High Fidelity Neural Audio Codec
EnCodec is a Python library from Facebook AI that provides a state-of-the-art deep learning based audio codec. It supports both mono 24 kHz and stereo 48 kHz audio, offering various compression rates. It leverages a streaming encoder-decoder architecture with a quantized latent space and an adversarial loss for high-fidelity audio. The current stable version is 0.1.1, with development continuing on GitHub and integration into Hugging Face Transformers.
Warnings
- gotcha The original `encodec` library does not handle very long audio files gracefully. It processes the entire file at once, which can lead to high memory consumption and Out-of-Memory (OOM) errors. The developers have stated they do not currently support this use case.
- breaking To use `encodec` via Hugging Face Transformers (as often recommended), the `transformers` library must be installed from its `main` GitHub branch, not the PyPI stable release, because `encodec` integration might be newer than the latest `transformers` release.
- gotcha The 48 kHz stereo Encodec model processes audio in 1-second chunks with a 1% overlap and renormalizes the audio to unit scale.

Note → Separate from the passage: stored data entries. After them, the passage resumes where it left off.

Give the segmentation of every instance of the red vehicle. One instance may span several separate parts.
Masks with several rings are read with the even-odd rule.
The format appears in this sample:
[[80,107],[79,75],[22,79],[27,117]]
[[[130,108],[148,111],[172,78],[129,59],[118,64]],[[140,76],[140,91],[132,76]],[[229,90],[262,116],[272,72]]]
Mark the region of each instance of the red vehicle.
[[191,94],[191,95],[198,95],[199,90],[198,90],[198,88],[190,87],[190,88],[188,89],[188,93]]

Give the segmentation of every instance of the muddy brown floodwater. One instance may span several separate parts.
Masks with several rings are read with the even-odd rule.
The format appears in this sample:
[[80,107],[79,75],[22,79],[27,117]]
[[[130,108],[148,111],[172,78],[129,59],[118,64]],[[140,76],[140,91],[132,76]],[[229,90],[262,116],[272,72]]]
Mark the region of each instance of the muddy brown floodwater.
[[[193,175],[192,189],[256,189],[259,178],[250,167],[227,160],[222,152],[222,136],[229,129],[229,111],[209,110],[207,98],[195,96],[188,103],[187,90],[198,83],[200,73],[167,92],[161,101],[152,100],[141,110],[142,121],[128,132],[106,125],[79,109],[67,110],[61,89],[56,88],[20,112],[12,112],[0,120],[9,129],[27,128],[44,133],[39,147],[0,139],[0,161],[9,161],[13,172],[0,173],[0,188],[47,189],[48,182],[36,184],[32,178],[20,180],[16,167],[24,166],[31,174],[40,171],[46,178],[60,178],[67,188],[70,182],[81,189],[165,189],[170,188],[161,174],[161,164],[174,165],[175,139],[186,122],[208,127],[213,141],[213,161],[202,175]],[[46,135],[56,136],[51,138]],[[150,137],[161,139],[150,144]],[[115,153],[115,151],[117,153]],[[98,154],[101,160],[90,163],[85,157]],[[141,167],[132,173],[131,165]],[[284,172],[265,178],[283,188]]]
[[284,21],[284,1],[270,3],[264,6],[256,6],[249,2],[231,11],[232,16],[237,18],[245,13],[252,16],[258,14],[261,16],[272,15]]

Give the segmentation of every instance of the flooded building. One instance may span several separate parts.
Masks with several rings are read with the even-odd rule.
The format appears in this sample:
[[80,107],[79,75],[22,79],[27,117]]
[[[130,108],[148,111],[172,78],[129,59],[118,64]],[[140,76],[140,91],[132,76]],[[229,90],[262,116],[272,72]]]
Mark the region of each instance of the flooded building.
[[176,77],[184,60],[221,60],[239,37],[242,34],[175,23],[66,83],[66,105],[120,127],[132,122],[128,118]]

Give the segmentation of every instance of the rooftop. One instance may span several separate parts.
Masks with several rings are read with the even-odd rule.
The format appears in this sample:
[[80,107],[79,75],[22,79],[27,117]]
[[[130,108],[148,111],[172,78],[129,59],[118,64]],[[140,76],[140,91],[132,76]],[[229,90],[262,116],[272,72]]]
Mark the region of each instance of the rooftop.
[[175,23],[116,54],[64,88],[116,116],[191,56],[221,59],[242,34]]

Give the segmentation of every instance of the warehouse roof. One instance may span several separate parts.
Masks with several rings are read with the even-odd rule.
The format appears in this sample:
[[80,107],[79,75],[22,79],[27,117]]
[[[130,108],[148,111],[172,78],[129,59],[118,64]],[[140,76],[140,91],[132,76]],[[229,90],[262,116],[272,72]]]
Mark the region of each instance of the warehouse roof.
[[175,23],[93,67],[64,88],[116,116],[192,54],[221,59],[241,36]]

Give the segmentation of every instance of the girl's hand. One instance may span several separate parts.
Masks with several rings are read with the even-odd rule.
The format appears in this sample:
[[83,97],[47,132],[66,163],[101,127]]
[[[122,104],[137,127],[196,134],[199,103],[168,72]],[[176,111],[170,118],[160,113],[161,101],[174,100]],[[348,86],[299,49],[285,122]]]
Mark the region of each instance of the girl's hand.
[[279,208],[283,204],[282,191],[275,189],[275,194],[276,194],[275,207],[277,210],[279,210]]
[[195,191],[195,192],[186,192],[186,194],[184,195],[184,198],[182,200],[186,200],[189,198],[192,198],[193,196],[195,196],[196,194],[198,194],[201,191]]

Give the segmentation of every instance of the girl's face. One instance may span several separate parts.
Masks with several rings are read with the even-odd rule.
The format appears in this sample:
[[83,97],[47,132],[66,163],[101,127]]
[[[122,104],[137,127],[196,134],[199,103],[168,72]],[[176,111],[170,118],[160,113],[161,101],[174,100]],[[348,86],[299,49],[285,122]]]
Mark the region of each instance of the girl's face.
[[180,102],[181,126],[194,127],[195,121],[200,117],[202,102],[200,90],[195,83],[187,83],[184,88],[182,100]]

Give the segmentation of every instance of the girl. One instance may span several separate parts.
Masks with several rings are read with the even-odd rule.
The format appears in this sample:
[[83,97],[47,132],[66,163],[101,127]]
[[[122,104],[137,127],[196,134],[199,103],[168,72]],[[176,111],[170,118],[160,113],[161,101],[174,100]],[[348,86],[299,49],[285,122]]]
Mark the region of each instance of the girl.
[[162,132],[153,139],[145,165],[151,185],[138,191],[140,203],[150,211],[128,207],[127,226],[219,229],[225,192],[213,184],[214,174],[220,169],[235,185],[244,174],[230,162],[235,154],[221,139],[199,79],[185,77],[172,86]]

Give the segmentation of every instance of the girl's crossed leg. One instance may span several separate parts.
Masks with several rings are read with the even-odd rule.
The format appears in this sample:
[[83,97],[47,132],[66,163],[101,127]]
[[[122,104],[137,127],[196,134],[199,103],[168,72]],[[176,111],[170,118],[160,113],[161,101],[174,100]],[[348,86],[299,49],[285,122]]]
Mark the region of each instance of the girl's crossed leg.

When extracting discrete representations, `model.encode(wav)` will return a list of `(codes, scale)` tuples, one for each 1-second frame. This behavior differs from the 24 kHz model.
- gotcha Ensure a reasonably recent version of PyTorch (ideally 1.11.0 or newer) is installed. Older PyTorch versions (e.g., <1.8) may have compatibility issues, such as different default values for `torch.stft(return_complex)` within `encodec`'s internal audio processing.
Install
-
pip install -U encodec
Imports
- EncodecModel
from encodec import EncodecModel
- EncodecModel (via transformers)
from transformers import EncodecModel, AutoProcessor
Quickstart
import torch
from datasets import load_dataset, Audio
from transformers import EncodecModel, AutoProcessor
# NOTE: For a real application, you would load your own audio file.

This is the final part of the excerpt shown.